SPFGI, making a huge difference in Girls' Lives!
By Judit Sztaray
Girls in chess is a hot topic nowadays, it seems to be trendy topic to discuss and form your projects around. But what about 16 years ago? The situation was quite different then: with less than 1%(!) of USCF memberships belonging to females, dedicating a tournament just for girls seemed a controversial and not at all a sound initiative. Thank God for the visionary leaders like GM Susan Polgar, who together with Frank Niro and the rest of the Susan Polgar Foundation, created the very first all girls tournament. The Susan Polgar Foundation Girls’ Invitational was officially approved by US Chess back in 2003, and became the first all girls tournament to award a national title.
Fast forward 16 years, I was honored to be invited to be the chairwoman and the Chief Tournament Director for the Susan Polgar Foundation Girls Invitational event. Leading up to the event, we worked tirelessly for months to track down affiliates and ask for nominees from each state, and the countries in the Americas to secure strong players for this tournament. At the end, we had representatives from 38 states and DC and girls from 11 different countries at this year’s tournament that took place June 22-27 at SPICE, Webster University, Saint Louis, MO. It was not only the largest attendance ever, but also the strongest field in the history of SPGFI. The top 20 players were all 2000+ rated with 3 girls over 2200+. Northern California was represented by no less than five girls: Rochelle Wu lead the delegation, followed by Omya Vidjyarthi, Anika Rajaram, Mai-ha Nghiem and Marina Xiao.
The amazing and cool thing about this event is while it’s a tournament, it also feels like a camp, since all the girls are staying in one building, eat meals together, and have side events together. I enjoyed seeing all the girls socialize, have the opportunity to make new friends and have fun during these 6 days.
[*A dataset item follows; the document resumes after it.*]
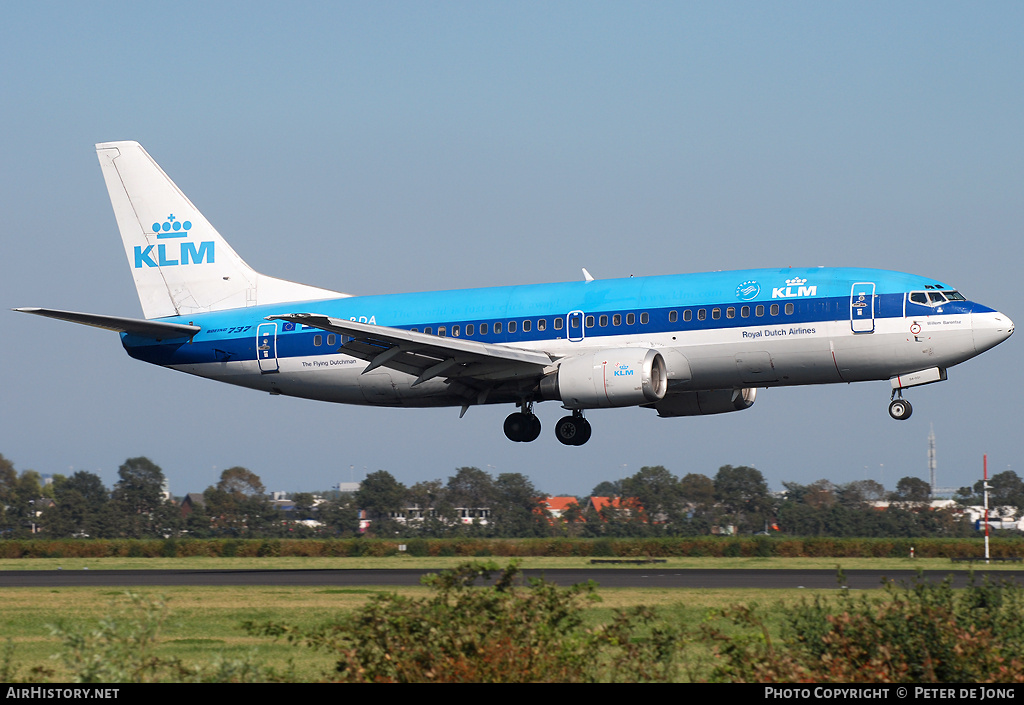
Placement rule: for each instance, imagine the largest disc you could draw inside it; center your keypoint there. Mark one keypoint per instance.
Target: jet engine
(704, 403)
(617, 377)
Side events included blitz, bughouse, the famous Polgar puzzle solving competition, and also an interesting alumni panel discussion, where former SPFGI players, such as the popular streamer Alexandra Botez, came back and discussed how chess and this tournament impacted their lives. Game analysis sessions with titled players, such as GM Illya Nyzhnyk, who recently won the National Open in Las Vegas; live streaming of after round decompression with Alexandra Botez; and dance class with a Cuban instruction were just the few extras that made this event truly one of the kind.
The main event itself is a 6 round, G/90 + 30s inc tournament where the girls compete in one open section. Stakes are high with cash prizes and scholarships on the line, so girls had to take every round very seriously. Before the last round there were no perfect scores and still nine girls were within reach of the first place, that comes with $4000 and a full 4 year scholarship to Webster University. Interesting fact that on the second board, the 9 year old Alice Lee from Minnesota was the second youngest competitor in the whole field, the fact that she had a shot at the title was alone sensational.
At the end, the match between WIM Emily Nguyen from Texas and WIM Mitzy Caballero from Peru was the deciding one, and with a thrilling upset, Mitzy won and took the clear first place and became the 16th SPF Girls Invitational Champion.
Frank Niro wrote a summary article that was published on uschess.org and included their game. I’m including it here for your enjoyment.
As I’m flying back from MO, it gives me enormous gratification to know that this event truly made a huge difference in 82 girls’ lives. I hope to see more and more of these events, since none of these should be viewed as competing events, rather than more opportunity for girls to play with other girls, strengthen their dedication to chess and serve as a calling to other girls to come and compete in rated events.
Finally, I’d like to thank the Mechanics’ Institute Chess Club and its committee for supporting me in this role.